Luego de que toda aquella parafernalia acabó, Katia se sumió de nuevo en su mente en blanco. Se aisló en su camarín, incluso hizo caso omiso al vestuarista, pero ellos ya estaban acostumbrados a esa faceta de la joven luego de cada presentación, la asociaban con cansancio, quizás. No obstante, no permaneció sola por mucho tiempo, porque luego, tras un par de minutos, ingresaron sus dos hermanos, a quienes observó a través del espejo. Algo en Katia se quebró; sus manos empezaron a sudar y el pulso se le aceleró. Tuvo que respirar hondo para intentar sosegarse, sin saber muy bien el porqué.

Se giró, mostrándole su mejor sonrisa a Inna. Antonina siempre le pedía que sonriera, sin importar la ocasión, que lo hiciera, y ella creyó que era lo mejor cuando sus hermanas aparecieron. Toda una infancia con ellas, ahora parecían tan distantes.

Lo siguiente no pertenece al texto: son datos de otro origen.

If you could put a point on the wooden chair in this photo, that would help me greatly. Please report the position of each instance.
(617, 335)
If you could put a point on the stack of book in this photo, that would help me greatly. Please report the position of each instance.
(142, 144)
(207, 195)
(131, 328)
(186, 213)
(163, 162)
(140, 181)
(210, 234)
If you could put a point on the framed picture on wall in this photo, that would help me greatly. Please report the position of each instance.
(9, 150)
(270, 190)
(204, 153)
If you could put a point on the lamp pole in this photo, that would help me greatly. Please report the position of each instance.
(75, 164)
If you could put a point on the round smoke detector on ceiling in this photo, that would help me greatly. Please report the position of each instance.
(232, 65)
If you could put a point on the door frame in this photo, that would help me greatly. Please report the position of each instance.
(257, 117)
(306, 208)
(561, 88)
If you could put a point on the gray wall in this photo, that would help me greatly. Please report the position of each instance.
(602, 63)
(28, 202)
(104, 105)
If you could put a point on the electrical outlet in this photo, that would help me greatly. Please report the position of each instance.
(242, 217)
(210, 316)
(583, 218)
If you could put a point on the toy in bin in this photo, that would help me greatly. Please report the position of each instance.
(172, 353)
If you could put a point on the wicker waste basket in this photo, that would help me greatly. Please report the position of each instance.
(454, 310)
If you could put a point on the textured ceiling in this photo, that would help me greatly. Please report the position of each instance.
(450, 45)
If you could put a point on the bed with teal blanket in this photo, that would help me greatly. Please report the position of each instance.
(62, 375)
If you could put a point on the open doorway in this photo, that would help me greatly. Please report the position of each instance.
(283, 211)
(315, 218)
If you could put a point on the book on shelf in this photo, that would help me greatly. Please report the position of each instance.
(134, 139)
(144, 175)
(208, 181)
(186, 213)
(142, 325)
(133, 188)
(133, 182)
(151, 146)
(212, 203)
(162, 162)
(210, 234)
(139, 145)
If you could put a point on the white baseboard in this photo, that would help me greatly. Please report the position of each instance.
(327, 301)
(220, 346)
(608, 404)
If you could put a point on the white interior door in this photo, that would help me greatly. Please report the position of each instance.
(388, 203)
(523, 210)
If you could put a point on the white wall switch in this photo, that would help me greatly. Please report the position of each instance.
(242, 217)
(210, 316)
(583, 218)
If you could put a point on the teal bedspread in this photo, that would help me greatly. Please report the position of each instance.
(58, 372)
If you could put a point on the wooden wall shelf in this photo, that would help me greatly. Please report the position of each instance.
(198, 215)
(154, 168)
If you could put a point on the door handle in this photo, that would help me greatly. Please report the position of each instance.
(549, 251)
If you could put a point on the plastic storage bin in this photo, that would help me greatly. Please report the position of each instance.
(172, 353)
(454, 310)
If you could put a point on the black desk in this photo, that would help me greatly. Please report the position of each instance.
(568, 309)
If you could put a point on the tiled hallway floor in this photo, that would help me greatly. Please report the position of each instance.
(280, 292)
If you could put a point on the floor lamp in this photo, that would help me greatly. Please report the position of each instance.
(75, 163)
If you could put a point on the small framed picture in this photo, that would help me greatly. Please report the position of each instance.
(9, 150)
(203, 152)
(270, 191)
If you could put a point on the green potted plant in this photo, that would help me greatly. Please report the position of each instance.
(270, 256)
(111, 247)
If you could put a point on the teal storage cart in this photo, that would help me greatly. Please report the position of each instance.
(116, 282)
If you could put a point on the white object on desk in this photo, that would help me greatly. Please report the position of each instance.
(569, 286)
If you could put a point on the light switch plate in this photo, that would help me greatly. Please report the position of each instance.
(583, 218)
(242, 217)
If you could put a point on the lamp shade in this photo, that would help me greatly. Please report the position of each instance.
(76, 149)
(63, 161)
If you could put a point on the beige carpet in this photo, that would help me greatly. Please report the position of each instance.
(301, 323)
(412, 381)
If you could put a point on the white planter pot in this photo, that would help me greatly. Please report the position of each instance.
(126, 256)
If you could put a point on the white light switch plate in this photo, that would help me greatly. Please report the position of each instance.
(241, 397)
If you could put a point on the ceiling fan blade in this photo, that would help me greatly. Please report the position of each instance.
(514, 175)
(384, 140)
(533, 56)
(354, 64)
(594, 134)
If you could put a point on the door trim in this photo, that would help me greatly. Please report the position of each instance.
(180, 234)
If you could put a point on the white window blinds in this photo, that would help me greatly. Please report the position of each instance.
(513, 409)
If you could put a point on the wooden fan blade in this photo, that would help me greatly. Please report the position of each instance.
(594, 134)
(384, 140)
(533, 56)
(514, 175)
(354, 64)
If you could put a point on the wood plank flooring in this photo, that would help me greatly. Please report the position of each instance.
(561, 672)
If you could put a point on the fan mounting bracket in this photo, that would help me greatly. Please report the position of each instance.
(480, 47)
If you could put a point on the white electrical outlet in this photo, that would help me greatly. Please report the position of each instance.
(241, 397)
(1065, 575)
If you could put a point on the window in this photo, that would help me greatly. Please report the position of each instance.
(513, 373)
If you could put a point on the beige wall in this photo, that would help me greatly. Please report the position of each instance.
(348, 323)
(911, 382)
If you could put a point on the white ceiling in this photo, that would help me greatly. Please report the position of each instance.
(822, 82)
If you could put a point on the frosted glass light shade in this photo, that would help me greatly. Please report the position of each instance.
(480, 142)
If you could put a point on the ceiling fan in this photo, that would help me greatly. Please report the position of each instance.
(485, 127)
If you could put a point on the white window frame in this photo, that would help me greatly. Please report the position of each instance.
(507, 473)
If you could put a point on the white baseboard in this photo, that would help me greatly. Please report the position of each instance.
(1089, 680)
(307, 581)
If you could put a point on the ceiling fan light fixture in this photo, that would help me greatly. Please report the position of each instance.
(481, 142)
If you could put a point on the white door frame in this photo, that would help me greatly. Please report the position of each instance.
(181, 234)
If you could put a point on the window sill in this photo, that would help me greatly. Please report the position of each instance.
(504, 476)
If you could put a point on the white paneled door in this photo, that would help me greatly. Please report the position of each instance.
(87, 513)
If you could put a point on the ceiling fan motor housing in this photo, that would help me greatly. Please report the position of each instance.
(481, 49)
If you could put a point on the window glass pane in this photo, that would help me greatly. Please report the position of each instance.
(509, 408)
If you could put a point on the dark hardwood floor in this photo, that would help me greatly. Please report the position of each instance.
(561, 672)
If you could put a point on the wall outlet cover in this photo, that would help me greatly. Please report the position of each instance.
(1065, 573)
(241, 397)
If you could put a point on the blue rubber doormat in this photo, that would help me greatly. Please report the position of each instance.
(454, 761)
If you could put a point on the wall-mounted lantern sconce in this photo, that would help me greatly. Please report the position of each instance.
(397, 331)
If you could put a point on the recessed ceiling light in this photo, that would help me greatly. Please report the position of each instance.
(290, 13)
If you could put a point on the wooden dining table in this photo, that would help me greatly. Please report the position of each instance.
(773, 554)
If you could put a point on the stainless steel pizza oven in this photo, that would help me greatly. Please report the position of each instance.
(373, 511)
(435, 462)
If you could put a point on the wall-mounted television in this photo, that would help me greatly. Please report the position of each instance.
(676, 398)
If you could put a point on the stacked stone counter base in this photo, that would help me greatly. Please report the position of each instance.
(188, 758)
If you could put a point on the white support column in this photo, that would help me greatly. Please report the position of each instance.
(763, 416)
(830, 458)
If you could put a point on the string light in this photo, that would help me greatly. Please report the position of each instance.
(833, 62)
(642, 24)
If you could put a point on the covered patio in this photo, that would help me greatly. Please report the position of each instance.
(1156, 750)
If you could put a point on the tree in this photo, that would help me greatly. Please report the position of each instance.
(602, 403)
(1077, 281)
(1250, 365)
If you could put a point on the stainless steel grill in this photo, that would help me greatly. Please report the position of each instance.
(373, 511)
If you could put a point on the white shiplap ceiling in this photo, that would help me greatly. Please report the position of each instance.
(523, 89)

«¿Sideral?» —Anotó aquello en su mente como intentando comprender a qué se refería. Supuso que era algo bueno, así que, simplemente, asintió—. Gracias, que bueno que pudieron venir. Ha pasado mucho tiempo...

Katia no solía conversar mucho, apenas decía lo necesario. Aunque en el escenario parecía una joven espontánea y expresiva, lo cierto es que, detrás de bambalinas, era todo lo contrario. Sintió que sus ojos se humedecieron; desconoció el motivo. Pero antes de poder mencionar una palabra más, entró Antonina, con una amplia sonrisa. Su cabello negro azabache le restaba años, a pesar de estar rondando los cincuenta.

—¡Inna y Zoya! Hacía tanto que no las veía. Me alegro que estén aquí, en especial tú, Inna —habló Antonina, con esa voz fuerte que tanto la caracterizaba—. Estuviste grandiosa, Katia. Fueron muchas horas de entrenamiento y valió la pena. —Aquello lo dijo con demasiado énfasis, dirigiéndole la mirada a Inna, como queriendo confirmarle lo que le había escrito en la carta que le envió—. Bien, las dejo solas. La familia necesita estar unida y yo debo atender unos asuntos afuera. ¡Disfruten este momento, mis niñas!

Antonina abandonó el camarín, con la firme convicción de que aquel encuentro fuera un motivo para afianzar de nuevo los lazos de las hermanas. Katia necesitaba tanto a sus hermanas, a pesar de no percatarse de ello.